Ernst Deutsch Theater / Spatz und Engel hier Anika Mauer als Marlene, Vasilki Roussi als Edith, sowie die Herren Guntbert Warns und Ralph Morgenstern © Wolfgang Radtke
Ernst Deutsch Theater / Spatz und Engel hier Anika Mauer als Marlene, Vasilki Roussi als Edith,sowie die Herren Guntbert Warns und Ralph Morgenstern © Wolfgang Radtke

Das Stück wurde 2013 am Wiener Burgtheater uraufgeführt und trat schnell seinen Siegeszug durch die deutsche Theaterlandschaft an.  Nun ist das Stück auch in Hamburg angekommen, und in der Regie von Thorsten Fischer erlebte das Publikum des Ernst-Deutsch-Theater eine sensationelle und musikalisch grandiose Aufführung mit Anika Mauer als Marlene und Vasiliki Roussi als Edith, die nicht nur optisch den beiden Legenden entsprachen, sondern auch von der Gestik und Mimik, der Stimmfarben und des Gesangsstils ähnelten beide nahezu perfekt ihren Vorbildern. Edith trug den ganzen Abend ihr kurzes schwarzes Kleid, ihr „Markenzeichen“ sozusagen, während sich Marlene meist im schwarzen Rollkragenpulli und schwarzer Hose, dann im Frack mit Zylinder wie in ihrem Film „Marokko“, und schließlich in ihrem berühmten hellen enganliegenden Abendkleid präsentierte.
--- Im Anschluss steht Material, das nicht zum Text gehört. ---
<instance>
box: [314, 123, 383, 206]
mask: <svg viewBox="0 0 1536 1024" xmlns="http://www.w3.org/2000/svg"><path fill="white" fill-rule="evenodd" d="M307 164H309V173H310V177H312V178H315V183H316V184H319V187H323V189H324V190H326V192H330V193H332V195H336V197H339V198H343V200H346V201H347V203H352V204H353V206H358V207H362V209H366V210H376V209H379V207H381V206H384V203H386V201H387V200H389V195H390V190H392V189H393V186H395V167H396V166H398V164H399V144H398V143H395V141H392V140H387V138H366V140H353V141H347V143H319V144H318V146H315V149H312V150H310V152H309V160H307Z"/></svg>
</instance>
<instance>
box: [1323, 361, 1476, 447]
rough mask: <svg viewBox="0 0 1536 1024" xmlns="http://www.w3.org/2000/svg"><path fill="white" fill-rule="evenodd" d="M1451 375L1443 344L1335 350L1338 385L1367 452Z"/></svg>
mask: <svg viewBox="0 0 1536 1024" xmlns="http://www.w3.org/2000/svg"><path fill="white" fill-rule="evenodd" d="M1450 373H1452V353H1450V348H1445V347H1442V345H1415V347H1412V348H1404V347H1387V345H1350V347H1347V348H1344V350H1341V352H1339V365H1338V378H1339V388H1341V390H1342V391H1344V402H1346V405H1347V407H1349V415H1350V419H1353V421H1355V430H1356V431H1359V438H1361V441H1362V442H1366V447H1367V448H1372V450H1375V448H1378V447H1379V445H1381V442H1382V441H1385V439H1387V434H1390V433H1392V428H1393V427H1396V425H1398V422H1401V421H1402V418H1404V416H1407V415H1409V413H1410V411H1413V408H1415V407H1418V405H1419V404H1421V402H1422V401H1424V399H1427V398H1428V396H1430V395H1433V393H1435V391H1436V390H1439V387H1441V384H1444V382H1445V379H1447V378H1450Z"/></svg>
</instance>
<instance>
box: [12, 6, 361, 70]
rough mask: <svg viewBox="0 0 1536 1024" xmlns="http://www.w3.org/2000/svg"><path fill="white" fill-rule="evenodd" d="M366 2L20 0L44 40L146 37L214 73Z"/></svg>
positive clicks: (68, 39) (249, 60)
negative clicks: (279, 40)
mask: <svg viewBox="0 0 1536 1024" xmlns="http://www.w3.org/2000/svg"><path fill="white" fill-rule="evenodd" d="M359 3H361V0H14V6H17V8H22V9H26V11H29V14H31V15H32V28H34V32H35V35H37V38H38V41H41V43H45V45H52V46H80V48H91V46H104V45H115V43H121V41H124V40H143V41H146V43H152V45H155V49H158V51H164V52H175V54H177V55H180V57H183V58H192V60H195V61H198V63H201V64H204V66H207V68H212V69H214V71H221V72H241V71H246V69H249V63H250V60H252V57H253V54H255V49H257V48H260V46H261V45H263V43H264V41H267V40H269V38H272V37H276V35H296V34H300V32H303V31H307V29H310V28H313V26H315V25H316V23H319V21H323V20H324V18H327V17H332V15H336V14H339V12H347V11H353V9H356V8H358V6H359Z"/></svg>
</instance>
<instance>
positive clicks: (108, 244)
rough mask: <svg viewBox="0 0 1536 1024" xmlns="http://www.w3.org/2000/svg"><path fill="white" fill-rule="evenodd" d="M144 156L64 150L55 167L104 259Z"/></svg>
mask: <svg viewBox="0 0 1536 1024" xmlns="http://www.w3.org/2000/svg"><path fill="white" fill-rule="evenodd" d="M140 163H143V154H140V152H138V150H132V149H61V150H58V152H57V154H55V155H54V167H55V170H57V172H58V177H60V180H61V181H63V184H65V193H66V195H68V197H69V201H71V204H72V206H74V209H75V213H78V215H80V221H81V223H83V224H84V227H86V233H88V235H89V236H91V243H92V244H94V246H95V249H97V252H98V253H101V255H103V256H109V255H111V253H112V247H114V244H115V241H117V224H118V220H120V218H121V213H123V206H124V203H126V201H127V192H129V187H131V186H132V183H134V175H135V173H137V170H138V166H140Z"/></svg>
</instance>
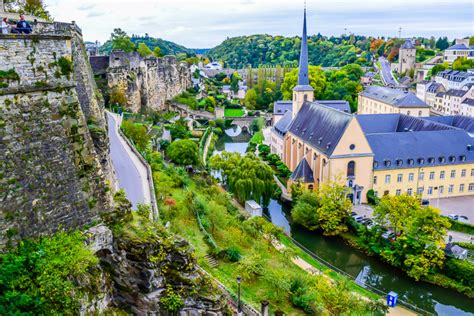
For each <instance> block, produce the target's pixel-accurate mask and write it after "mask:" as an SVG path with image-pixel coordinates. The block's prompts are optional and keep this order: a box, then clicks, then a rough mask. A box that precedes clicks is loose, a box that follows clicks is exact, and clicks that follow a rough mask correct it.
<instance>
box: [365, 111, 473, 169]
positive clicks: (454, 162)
mask: <svg viewBox="0 0 474 316" xmlns="http://www.w3.org/2000/svg"><path fill="white" fill-rule="evenodd" d="M357 120H358V121H359V124H360V125H361V127H362V130H363V131H364V133H365V134H366V137H367V141H368V142H369V145H370V147H371V148H372V151H373V153H374V170H388V169H403V168H414V167H426V166H441V165H452V164H456V163H472V162H474V150H472V151H469V150H468V145H471V146H472V148H473V149H474V138H473V137H471V136H470V135H469V134H468V133H469V131H471V130H472V131H473V132H474V119H472V118H468V117H464V116H454V117H453V116H451V117H449V116H444V117H441V116H440V117H429V118H418V117H411V116H407V115H403V114H382V115H380V114H369V115H358V116H357ZM434 144H439V145H434Z"/></svg>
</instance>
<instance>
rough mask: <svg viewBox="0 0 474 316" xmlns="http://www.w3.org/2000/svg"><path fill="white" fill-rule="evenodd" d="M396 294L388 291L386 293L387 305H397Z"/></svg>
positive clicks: (396, 296)
mask: <svg viewBox="0 0 474 316" xmlns="http://www.w3.org/2000/svg"><path fill="white" fill-rule="evenodd" d="M397 299H398V294H397V293H395V292H393V291H392V292H390V293H388V295H387V305H388V306H389V307H395V306H396V305H397Z"/></svg>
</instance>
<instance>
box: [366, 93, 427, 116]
mask: <svg viewBox="0 0 474 316" xmlns="http://www.w3.org/2000/svg"><path fill="white" fill-rule="evenodd" d="M358 104H359V107H358V113H359V114H386V113H401V114H405V115H409V116H429V115H430V106H429V105H428V104H426V103H425V102H424V101H423V100H420V99H419V98H418V97H417V96H416V95H415V94H413V93H412V92H407V91H402V90H399V89H392V88H387V87H379V86H369V87H367V88H366V89H365V90H364V91H362V92H361V93H359V99H358Z"/></svg>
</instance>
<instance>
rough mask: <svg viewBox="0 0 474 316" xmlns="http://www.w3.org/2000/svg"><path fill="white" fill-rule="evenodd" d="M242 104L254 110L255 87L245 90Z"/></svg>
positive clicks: (248, 108)
mask: <svg viewBox="0 0 474 316" xmlns="http://www.w3.org/2000/svg"><path fill="white" fill-rule="evenodd" d="M244 105H245V107H246V108H247V109H249V110H254V109H255V108H256V106H257V92H256V91H255V89H249V90H247V93H246V94H245V98H244Z"/></svg>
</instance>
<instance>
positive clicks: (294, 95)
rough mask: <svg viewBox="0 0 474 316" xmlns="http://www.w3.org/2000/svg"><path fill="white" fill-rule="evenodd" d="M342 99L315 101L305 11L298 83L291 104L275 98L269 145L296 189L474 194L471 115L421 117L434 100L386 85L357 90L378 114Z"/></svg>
mask: <svg viewBox="0 0 474 316" xmlns="http://www.w3.org/2000/svg"><path fill="white" fill-rule="evenodd" d="M361 99H362V101H363V102H361ZM342 102H344V101H314V94H313V89H312V87H311V86H310V85H309V80H308V55H307V41H306V12H305V19H304V26H303V39H302V42H301V53H300V68H299V74H298V83H297V85H296V86H295V88H294V89H293V100H292V102H291V103H289V102H282V101H278V102H277V103H276V104H275V110H274V121H275V122H276V124H275V125H274V126H273V129H272V141H271V150H272V152H273V153H276V154H278V155H280V157H282V159H283V162H284V163H285V164H286V165H287V166H288V168H289V169H290V170H291V171H292V172H293V174H292V176H291V178H290V179H289V180H288V183H287V189H288V190H289V191H290V192H291V187H292V184H294V183H299V184H301V185H303V186H304V187H305V188H306V189H308V190H317V189H318V188H320V186H321V185H323V184H326V183H328V182H329V181H338V182H339V181H344V183H345V185H346V186H347V188H348V189H349V194H348V197H349V198H350V199H351V201H352V202H353V203H354V204H360V203H366V202H367V192H368V191H369V190H374V193H375V195H377V196H382V195H401V194H408V195H412V196H414V195H416V196H418V197H420V198H438V197H454V196H466V195H470V196H472V195H474V138H473V137H472V135H473V134H474V119H473V118H469V117H465V116H443V117H415V116H428V115H429V110H430V108H429V106H428V105H427V104H426V103H425V102H423V101H422V100H420V99H419V98H417V97H416V96H415V95H414V94H413V93H410V92H407V93H406V92H403V91H401V90H395V89H389V88H383V87H369V88H368V89H367V90H366V91H364V92H362V93H361V95H360V96H359V106H360V107H361V110H362V112H363V113H372V114H366V115H356V114H351V113H350V111H344V109H343V107H344V105H343V104H342ZM373 113H376V114H373ZM377 113H389V114H377Z"/></svg>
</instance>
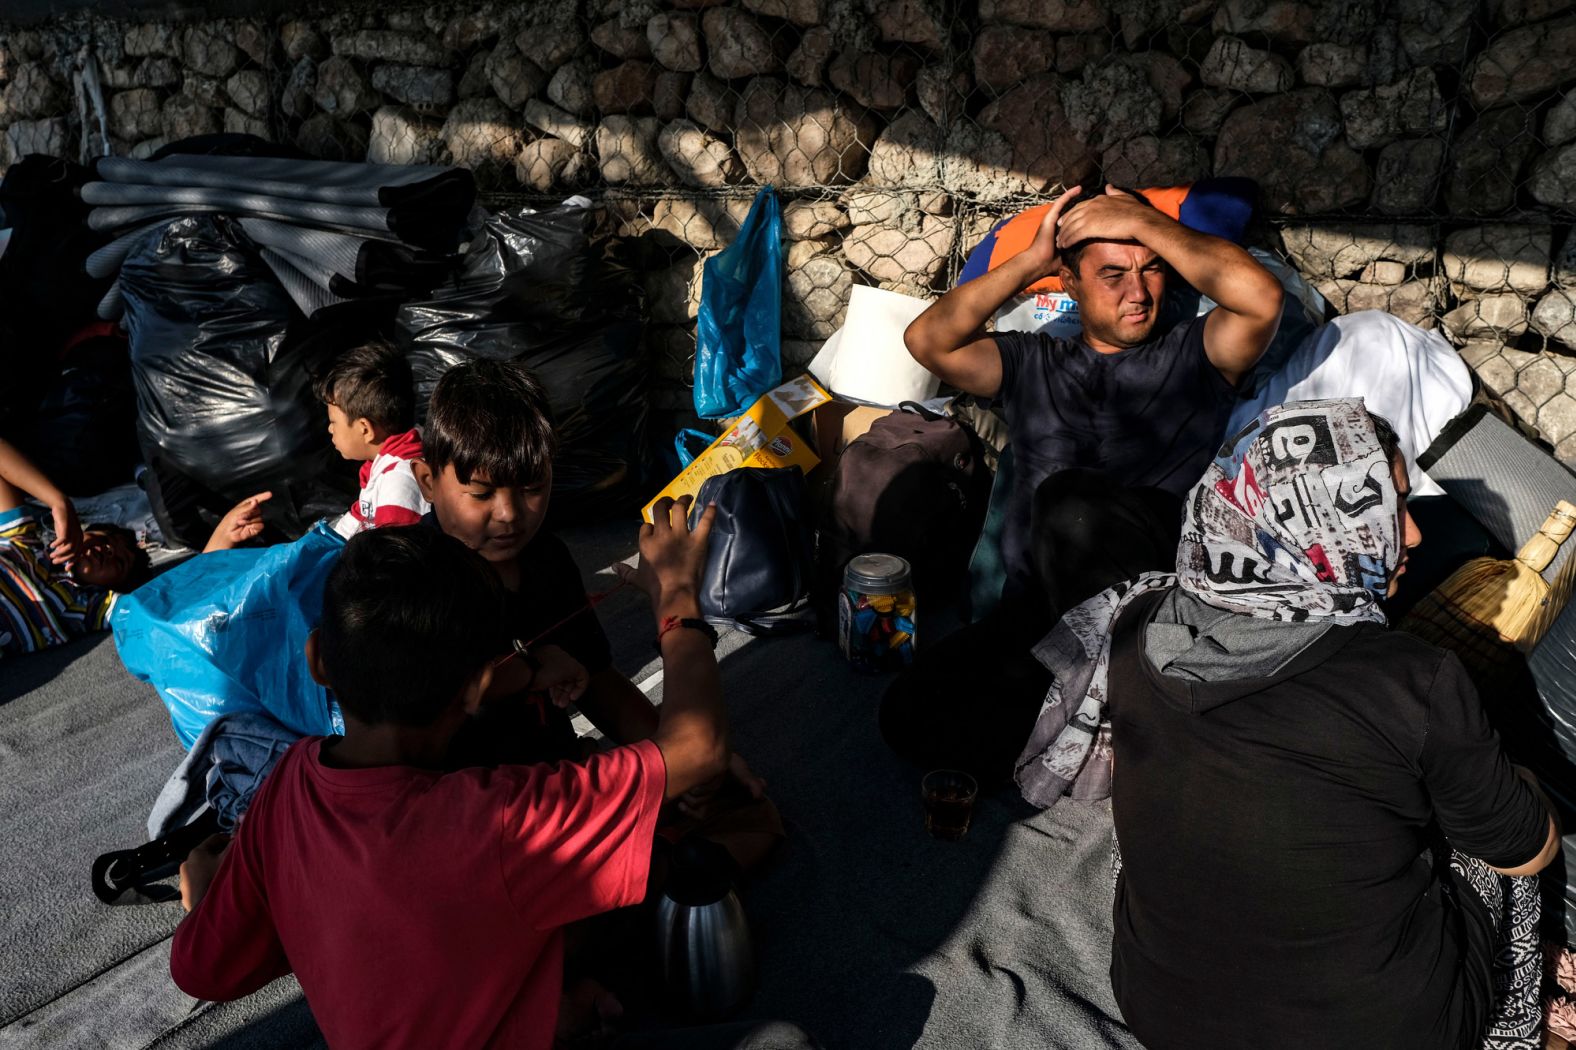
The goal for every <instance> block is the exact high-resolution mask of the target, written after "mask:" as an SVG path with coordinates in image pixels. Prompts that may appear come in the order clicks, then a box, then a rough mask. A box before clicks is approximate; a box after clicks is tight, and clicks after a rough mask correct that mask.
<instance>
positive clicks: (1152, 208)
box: [1056, 186, 1173, 249]
mask: <svg viewBox="0 0 1576 1050" xmlns="http://www.w3.org/2000/svg"><path fill="white" fill-rule="evenodd" d="M1157 221H1163V222H1171V221H1173V219H1169V218H1168V216H1165V214H1162V213H1160V211H1157V210H1155V208H1152V207H1149V203H1146V202H1143V200H1139V199H1138V197H1135V195H1133V194H1130V192H1125V191H1122V189H1117V188H1116V186H1106V188H1105V195H1103V197H1092V199H1089V200H1086V202H1083V203H1081V205H1078V207H1076V208H1073V211H1070V213H1069V214H1067V218H1064V219H1062V221H1061V225H1059V227H1057V230H1056V246H1057V249H1067V248H1072V246H1073V244H1078V243H1080V241H1138V243H1141V244H1143V243H1144V235H1146V233H1147V232H1150V230H1152V229H1154V227H1155V222H1157ZM1150 248H1154V246H1152V244H1150Z"/></svg>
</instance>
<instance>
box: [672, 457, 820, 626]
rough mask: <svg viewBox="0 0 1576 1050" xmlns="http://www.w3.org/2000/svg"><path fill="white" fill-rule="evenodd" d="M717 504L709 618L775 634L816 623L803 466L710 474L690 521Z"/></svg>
mask: <svg viewBox="0 0 1576 1050" xmlns="http://www.w3.org/2000/svg"><path fill="white" fill-rule="evenodd" d="M711 503H716V505H717V520H716V522H712V527H711V550H709V553H708V557H706V575H704V579H703V580H701V590H700V609H701V615H703V616H706V620H708V621H709V623H716V624H723V626H730V627H738V629H741V631H747V632H749V634H771V632H779V631H793V629H799V627H805V626H808V624H810V610H808V594H810V572H812V563H813V552H815V536H813V531H812V528H810V511H808V501H807V498H805V484H804V473H801V470H799V468H797V467H739V468H738V470H730V471H728V473H725V475H717V476H714V478H708V479H706V484H703V486H701V487H700V492H698V493H697V497H695V503H693V506H692V508H690V523H695V520H698V519H700V514H701V512H703V511H704V508H706V506H708V505H711Z"/></svg>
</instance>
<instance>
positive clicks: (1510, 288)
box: [1440, 222, 1554, 298]
mask: <svg viewBox="0 0 1576 1050" xmlns="http://www.w3.org/2000/svg"><path fill="white" fill-rule="evenodd" d="M1552 248H1554V243H1552V232H1551V230H1549V229H1548V227H1538V225H1522V224H1511V222H1505V224H1494V225H1474V227H1469V229H1464V230H1456V232H1455V233H1450V235H1447V236H1445V254H1444V257H1442V260H1440V262H1442V266H1444V273H1445V276H1448V277H1450V287H1451V290H1453V292H1455V293H1456V296H1461V298H1469V296H1478V295H1481V293H1486V292H1516V293H1519V295H1537V293H1538V292H1541V290H1543V289H1544V287H1548V284H1549V262H1551V259H1549V257H1551V254H1552Z"/></svg>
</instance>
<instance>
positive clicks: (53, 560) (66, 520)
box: [0, 440, 82, 564]
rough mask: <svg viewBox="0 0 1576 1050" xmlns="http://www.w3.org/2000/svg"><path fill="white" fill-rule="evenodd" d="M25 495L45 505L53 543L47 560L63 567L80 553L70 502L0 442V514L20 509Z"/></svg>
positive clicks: (77, 538) (19, 454) (9, 443)
mask: <svg viewBox="0 0 1576 1050" xmlns="http://www.w3.org/2000/svg"><path fill="white" fill-rule="evenodd" d="M28 495H30V497H33V498H35V500H38V501H39V503H43V505H44V506H47V508H49V514H50V516H52V517H54V523H55V542H54V544H52V545H50V549H49V560H50V561H54V563H55V564H65V563H68V561H71V560H72V558H76V557H77V555H79V553H82V523H80V522H79V520H77V511H76V508H72V506H71V500H69V498H66V493H65V492H61V490H60V489H58V487H57V486H55V482H54V481H50V479H49V478H46V476H44V471H41V470H39V468H38V467H35V465H33V464H32V462H28V459H27V457H25V456H22V452H20V451H17V448H16V446H14V445H11V443H9V441H5V440H0V514H3V512H5V511H14V509H16V508H19V506H22V500H24V497H28Z"/></svg>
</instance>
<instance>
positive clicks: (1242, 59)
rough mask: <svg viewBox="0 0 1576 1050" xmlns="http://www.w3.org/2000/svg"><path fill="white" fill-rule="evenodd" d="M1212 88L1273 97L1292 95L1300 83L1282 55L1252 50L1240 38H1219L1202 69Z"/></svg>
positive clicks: (1290, 66)
mask: <svg viewBox="0 0 1576 1050" xmlns="http://www.w3.org/2000/svg"><path fill="white" fill-rule="evenodd" d="M1198 77H1199V80H1202V82H1204V84H1207V85H1209V87H1218V88H1226V90H1231V91H1251V93H1254V95H1269V93H1273V91H1288V90H1291V87H1292V85H1294V84H1295V82H1297V74H1295V73H1294V71H1292V68H1291V63H1289V61H1286V60H1284V58H1281V57H1280V55H1277V54H1273V52H1269V50H1259V49H1258V47H1250V46H1248V44H1247V43H1245V41H1242V39H1239V38H1236V36H1218V38H1215V43H1214V44H1212V46H1210V49H1209V54H1207V55H1204V61H1202V65H1201V66H1199V69H1198Z"/></svg>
Auf leerer Bühne vor einem die gesamte Bühnenrückwand einnehmenden, von Neonlicht  umrahmten Spiegel agieren und singen die beiden Stars, flankiert von Guntbert Warns und Ralph Morgenstern, die in verschiedene Rollen schlüpfen, ersterer u.a. in die Rolle des neuen Liebhabers von Edith Piaf, des Boxers Marcel Cerdan, der tragisch bei einem Flugzeugabsturz ums Leben kam, was bei ihr, die ohnehin leicht, locker, zügellos, exzessiv lebte, dem Alkohol und den Drogen nicht abgeneigt war, zu einem totalen seelischen Zusammenbruch führte. Weitere von den beiden Herren dargestellte Personen auf dem Lebensweg der Edith Piaf waren u.a. Yves Montand, dessen Karriere Edith zu Beginn sehr förderte, wie auch Jacques Pills, mit dem sie von 1952 bis 1956 verheiratet war und dessen Trauzeugin Marlene bei dieser Heirat gewesen ist. Gegen Ende des Stücks sitzt Edith im Rollstuhl in einem Krankenhaus, gezeichnet von Drogen- und Alkoholmußbrauch – in der Realität war es allerdings ein schwerer Autounfall, verursacht von ihrem Schützling Georges Moustaki, bei dem sie schwer verletzt wurde und monatelang ans Krankenhausbett gefesselt war. In dieser Zeit schrieb Georges Moustaki für sie den späteren Welt-Hit „Milord“.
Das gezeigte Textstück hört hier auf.